Gender, race and ethnicity biases experienced by hospital physicians: an umbrella review to explore emerging biases in the evidence base

Objectives
To examine the authorship and content of systematic reviews (SRs) of biases experienced by medical professionals through a gender lens.

Design
Review of SRs.

Data sources
We searched PubMed, Embase, PsycINFO and CINAHL from inception. Searches were conducted in May 2022 and updated in October 2023.

Eligibility criteria
Reviews of studies reporting biases experienced by hospital physicians at any stage of their careers and in any country. Reviews were included if they used systematic methods to search the literature and synthesise the data. Non-English language publications were excluded.

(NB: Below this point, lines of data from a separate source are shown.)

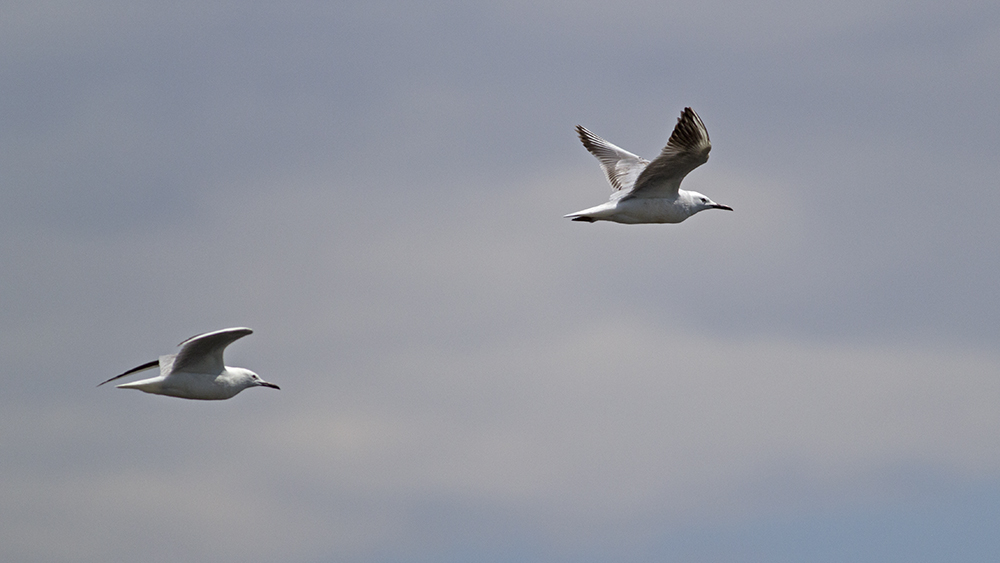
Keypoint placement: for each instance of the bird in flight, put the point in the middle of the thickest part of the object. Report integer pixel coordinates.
(649, 192)
(197, 371)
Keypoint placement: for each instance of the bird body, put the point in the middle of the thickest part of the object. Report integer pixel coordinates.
(197, 371)
(649, 191)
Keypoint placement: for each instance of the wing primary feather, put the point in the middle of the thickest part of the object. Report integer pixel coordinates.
(143, 367)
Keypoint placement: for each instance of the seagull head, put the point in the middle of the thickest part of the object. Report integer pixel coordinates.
(251, 379)
(701, 202)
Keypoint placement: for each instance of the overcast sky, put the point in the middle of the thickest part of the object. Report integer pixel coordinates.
(377, 189)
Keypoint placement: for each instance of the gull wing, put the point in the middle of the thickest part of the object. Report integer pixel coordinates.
(686, 150)
(621, 166)
(203, 353)
(143, 367)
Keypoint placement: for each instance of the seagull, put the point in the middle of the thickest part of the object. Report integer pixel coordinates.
(649, 192)
(197, 371)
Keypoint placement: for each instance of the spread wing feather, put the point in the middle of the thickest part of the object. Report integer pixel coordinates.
(686, 150)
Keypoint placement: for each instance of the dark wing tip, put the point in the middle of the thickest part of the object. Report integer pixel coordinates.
(586, 137)
(690, 131)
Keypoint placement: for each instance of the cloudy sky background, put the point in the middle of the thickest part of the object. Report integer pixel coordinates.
(376, 188)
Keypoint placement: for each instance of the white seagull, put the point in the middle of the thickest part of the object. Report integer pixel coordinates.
(197, 371)
(649, 192)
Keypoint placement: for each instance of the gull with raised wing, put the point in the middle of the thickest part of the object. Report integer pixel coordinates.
(197, 371)
(649, 192)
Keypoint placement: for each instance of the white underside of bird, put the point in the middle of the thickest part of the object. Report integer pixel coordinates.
(197, 371)
(649, 191)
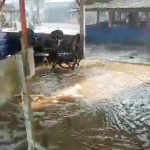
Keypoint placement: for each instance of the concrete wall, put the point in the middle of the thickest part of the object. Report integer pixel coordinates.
(9, 84)
(9, 77)
(119, 35)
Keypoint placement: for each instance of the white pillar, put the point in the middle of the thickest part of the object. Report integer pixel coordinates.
(31, 63)
(98, 15)
(82, 25)
(31, 10)
(0, 21)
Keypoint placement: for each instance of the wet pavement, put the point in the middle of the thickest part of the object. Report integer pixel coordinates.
(100, 106)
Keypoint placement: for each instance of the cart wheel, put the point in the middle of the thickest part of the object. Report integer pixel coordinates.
(76, 46)
(70, 65)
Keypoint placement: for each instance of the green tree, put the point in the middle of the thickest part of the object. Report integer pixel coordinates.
(39, 4)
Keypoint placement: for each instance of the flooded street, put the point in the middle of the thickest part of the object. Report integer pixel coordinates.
(100, 106)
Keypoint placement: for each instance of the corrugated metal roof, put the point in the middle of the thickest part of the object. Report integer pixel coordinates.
(121, 4)
(9, 8)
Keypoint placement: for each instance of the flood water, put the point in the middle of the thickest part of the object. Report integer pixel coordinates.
(100, 106)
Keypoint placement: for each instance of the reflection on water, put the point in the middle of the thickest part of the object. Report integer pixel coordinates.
(99, 106)
(113, 112)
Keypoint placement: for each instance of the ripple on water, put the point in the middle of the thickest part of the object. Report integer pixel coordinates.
(114, 114)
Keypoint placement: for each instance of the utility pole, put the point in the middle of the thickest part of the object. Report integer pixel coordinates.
(22, 67)
(82, 25)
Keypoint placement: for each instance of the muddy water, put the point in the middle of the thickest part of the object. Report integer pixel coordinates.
(112, 111)
(99, 106)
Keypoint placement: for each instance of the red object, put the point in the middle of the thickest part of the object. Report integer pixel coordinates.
(23, 22)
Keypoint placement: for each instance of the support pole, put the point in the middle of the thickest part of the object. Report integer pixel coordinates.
(82, 26)
(26, 102)
(98, 15)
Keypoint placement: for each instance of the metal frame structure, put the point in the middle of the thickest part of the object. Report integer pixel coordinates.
(24, 91)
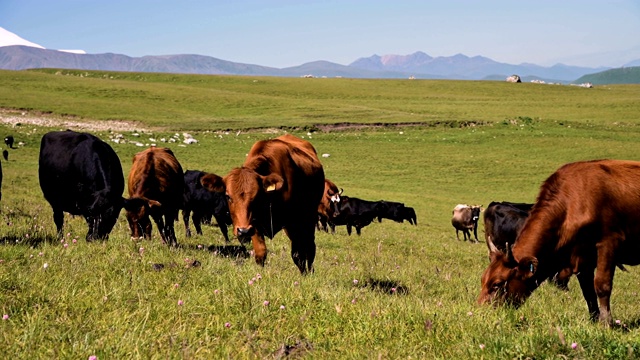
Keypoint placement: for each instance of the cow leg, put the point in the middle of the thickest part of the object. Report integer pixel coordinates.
(58, 219)
(586, 280)
(259, 248)
(185, 219)
(170, 232)
(603, 281)
(91, 224)
(303, 247)
(161, 229)
(198, 219)
(223, 228)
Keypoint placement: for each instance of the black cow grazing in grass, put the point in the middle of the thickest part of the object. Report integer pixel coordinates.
(327, 207)
(81, 175)
(502, 223)
(204, 204)
(9, 141)
(465, 218)
(358, 213)
(397, 212)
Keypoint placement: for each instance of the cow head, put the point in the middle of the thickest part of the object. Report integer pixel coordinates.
(475, 212)
(138, 211)
(103, 214)
(507, 281)
(247, 195)
(334, 199)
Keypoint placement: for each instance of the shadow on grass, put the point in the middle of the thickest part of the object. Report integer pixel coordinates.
(229, 251)
(625, 327)
(235, 251)
(34, 241)
(390, 287)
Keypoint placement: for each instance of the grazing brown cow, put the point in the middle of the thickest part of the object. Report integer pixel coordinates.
(327, 207)
(465, 218)
(586, 218)
(279, 186)
(156, 184)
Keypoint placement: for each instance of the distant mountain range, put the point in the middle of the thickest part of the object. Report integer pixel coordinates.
(19, 54)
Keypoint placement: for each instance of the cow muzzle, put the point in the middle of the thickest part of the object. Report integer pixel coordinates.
(245, 234)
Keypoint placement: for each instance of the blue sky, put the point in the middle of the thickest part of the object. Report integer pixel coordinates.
(284, 33)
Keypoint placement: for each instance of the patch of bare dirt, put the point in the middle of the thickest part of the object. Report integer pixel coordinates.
(17, 117)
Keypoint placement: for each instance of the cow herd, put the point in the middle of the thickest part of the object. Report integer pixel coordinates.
(585, 220)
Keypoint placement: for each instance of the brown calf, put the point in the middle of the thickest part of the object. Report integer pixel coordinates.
(279, 186)
(585, 218)
(156, 183)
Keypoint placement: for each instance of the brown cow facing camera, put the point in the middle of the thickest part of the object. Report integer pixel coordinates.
(585, 219)
(156, 183)
(279, 186)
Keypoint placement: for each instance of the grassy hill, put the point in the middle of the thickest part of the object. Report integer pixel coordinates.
(205, 102)
(628, 75)
(398, 291)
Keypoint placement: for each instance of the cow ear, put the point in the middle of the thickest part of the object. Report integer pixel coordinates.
(528, 266)
(213, 183)
(133, 204)
(153, 204)
(272, 182)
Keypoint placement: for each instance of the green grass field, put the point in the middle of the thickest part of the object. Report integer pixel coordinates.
(469, 142)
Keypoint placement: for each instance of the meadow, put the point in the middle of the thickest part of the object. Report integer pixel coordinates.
(396, 292)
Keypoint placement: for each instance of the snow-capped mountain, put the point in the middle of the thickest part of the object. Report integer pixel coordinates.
(7, 38)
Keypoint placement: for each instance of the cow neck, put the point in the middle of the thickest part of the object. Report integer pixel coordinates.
(539, 239)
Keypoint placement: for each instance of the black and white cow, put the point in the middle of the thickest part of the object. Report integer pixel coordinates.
(81, 175)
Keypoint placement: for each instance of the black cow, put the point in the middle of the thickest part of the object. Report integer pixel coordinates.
(397, 212)
(9, 141)
(81, 174)
(503, 221)
(204, 204)
(354, 212)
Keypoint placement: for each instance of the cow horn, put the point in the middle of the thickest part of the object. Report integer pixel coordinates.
(508, 251)
(492, 247)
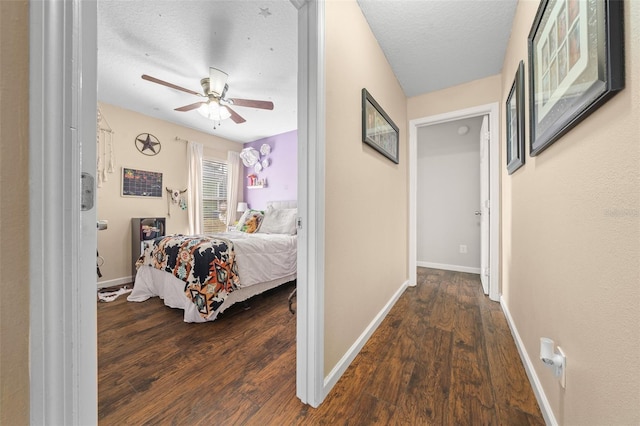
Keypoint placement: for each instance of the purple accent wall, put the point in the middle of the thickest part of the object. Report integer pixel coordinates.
(281, 175)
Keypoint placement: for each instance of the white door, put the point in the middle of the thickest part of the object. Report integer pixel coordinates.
(484, 204)
(62, 151)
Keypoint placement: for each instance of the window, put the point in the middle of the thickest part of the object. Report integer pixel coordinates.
(214, 195)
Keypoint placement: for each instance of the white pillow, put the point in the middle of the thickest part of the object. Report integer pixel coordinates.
(279, 221)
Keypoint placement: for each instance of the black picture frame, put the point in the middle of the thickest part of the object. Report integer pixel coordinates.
(515, 122)
(378, 130)
(576, 64)
(141, 183)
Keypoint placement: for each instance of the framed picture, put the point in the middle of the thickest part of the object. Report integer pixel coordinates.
(576, 64)
(515, 122)
(141, 183)
(378, 130)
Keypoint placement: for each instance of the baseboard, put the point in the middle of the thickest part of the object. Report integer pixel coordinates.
(444, 266)
(115, 282)
(332, 378)
(543, 402)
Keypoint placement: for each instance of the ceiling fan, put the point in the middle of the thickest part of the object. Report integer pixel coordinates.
(216, 106)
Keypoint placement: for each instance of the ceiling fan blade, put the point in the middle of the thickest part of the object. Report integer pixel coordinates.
(190, 106)
(252, 103)
(235, 116)
(171, 85)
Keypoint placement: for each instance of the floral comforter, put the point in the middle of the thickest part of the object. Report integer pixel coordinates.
(207, 266)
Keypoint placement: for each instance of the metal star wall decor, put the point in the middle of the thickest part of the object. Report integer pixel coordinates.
(264, 12)
(148, 144)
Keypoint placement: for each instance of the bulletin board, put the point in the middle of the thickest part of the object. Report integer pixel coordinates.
(141, 183)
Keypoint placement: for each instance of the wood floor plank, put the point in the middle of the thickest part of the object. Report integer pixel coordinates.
(443, 355)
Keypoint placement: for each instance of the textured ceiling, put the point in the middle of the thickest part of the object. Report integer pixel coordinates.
(430, 44)
(434, 44)
(255, 42)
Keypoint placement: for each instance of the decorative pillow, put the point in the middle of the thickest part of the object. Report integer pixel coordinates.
(250, 221)
(279, 221)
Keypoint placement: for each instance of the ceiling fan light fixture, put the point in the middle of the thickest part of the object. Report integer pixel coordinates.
(217, 81)
(213, 111)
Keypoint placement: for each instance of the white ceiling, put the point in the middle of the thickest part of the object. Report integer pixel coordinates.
(434, 44)
(431, 44)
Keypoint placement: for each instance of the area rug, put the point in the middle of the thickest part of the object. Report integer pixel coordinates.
(110, 296)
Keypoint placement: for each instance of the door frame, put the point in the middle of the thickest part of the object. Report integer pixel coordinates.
(62, 101)
(492, 110)
(62, 238)
(311, 146)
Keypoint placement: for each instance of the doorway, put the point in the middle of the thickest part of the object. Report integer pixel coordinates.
(62, 270)
(448, 196)
(492, 245)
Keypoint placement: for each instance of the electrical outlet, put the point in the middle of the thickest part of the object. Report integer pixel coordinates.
(563, 374)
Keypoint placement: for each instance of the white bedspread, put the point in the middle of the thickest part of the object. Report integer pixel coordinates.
(263, 257)
(264, 261)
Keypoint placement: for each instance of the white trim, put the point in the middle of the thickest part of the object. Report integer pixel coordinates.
(311, 166)
(492, 110)
(353, 351)
(115, 281)
(446, 267)
(543, 402)
(62, 115)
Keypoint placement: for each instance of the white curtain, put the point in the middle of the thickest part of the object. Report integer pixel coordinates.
(194, 158)
(233, 181)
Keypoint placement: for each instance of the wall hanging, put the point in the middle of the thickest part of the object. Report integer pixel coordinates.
(175, 197)
(378, 130)
(105, 161)
(576, 64)
(141, 183)
(148, 144)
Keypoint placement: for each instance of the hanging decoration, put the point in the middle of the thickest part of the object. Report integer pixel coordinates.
(176, 197)
(104, 148)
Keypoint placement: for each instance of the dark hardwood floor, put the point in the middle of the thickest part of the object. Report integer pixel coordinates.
(443, 355)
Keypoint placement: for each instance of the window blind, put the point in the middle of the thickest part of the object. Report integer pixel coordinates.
(214, 195)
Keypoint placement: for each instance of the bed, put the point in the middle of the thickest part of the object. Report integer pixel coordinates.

Data extraction and synthesis
The main theme of each eligible review was identified through qualitative thematic analysis. We used NamSor to determine the first/last authors’ gender and computed the proportion of female authors for each review theme.

Results
56 articles were included in the review. These covered 12 themes related to gender, race and ethnicity bias experienced by physicians at any stage of their careers. The overall proportion of female authors was 70% for first authors and 51% for last authors. However, the gender of authors by theme varied widely. Female authors dominated reviews of research on discrimination and motherhood, while male authors dominated reviews on burnout, mental health and earnings. Only six reviews were identified that included race and ethnicity; 9 out of the 12 first and last authors were female.

Conclusions
Understanding the potential for a gendered evidence base on biases experienced by hospital physicians is important. Our findings highlight apparent differences in the issues being prioritised internationally by male and female authors, and a lack of evidence on interventions to tackle biases. Going forward, a more collaborative and comprehensive framework is required to develop an evidence base that is fit for purpose. By providing a point of reference, the present study can help this future development.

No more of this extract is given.